Background and original problem:
I want to minimize the difference (error) of a numerical derivative approximation of a function and its true derivative.
Let $f(x) = \sin(x) $ be the anti-derivative of $f'(x)$ and $\delta_h f$ be the approximated differentiation ($\Delta y / \Delta x$) and let $x=2$ for both cases.
I calculate now the difference between the two, and decrease the $\Delta x$ so I will get a better approximation of the derivative at that point.
So I plot my difference $ \log_{10}|f' - \delta_h f|$ and the result is the following.
At first it is falling because that's what you'd expect it to do, due to the rising precision of the approximation. Then it rises, presumably due to various rounding errors that happen during the approximation, whereas in the true derivative of $f(x)$ our rounding error is in the margin of error of our machine epsilon, so the increase in error is definitely caused by our approximation and the rounding errors in it.

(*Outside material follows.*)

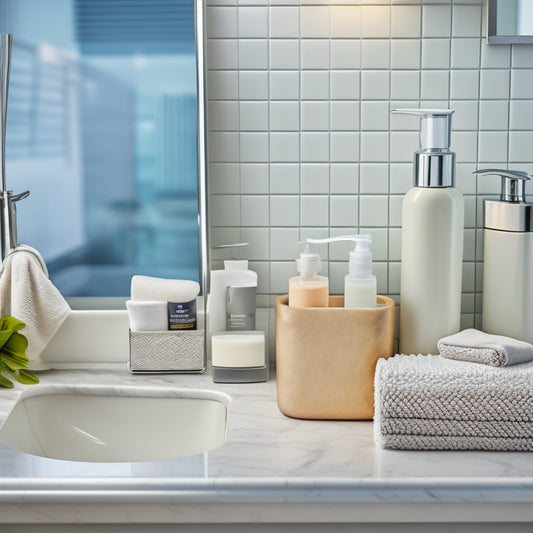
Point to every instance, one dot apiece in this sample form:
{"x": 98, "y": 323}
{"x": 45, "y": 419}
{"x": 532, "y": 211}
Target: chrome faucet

This is how $f'(x)$ and $\delta_h f $ are defined:
$$f'(x) = \frac{f(x+h) - f(x)}{h} + \mathcal{O}(h) $$ where $\mathcal{O}(h)$ is the magnitude of our machine eps.

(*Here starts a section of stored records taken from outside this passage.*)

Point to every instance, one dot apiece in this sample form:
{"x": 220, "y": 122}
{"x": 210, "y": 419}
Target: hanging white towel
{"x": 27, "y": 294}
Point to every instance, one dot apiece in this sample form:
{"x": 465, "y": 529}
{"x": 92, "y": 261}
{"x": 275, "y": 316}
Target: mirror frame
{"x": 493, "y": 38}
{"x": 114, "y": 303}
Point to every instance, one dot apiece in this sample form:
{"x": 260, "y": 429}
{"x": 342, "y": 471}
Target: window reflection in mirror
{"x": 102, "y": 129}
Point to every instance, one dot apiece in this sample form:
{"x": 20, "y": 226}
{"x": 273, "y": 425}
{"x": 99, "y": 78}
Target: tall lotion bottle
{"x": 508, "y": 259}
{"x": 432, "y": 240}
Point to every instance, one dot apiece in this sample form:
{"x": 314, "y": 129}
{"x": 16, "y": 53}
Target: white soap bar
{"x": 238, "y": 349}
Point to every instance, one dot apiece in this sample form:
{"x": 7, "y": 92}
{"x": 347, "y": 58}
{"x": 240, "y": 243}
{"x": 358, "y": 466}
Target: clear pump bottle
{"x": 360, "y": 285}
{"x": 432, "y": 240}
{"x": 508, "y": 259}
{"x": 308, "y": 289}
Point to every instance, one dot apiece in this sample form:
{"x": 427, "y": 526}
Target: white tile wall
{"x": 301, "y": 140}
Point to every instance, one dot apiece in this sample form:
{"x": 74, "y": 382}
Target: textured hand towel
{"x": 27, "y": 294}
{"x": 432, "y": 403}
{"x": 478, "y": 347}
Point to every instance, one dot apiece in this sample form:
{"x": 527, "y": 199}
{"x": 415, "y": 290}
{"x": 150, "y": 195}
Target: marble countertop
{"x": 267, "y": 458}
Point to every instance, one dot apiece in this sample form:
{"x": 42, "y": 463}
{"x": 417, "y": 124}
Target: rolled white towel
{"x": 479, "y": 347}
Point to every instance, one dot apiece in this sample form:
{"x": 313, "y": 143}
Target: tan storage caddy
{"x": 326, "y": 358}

$$\delta_h f = \frac{f(x+h) - f(x)}{h} $$
$ h = 10^{-1*k} k \in N $ where k increases with each step on the plot.
Given these formulae we can give the resulting relative error:
$| \mathcal{O}(h) - \frac{f(x+h)}{h}\delta | $
But I don't know any further than this.
I also want to be able to explain how the rounding error of the $\Delta x$ has its effect on the total error.
My exact question is: How can I further formalize and understand the effect of the rounding errors, specifically the subtraction error in the approximation ?
I have tried and got stuck at the above point.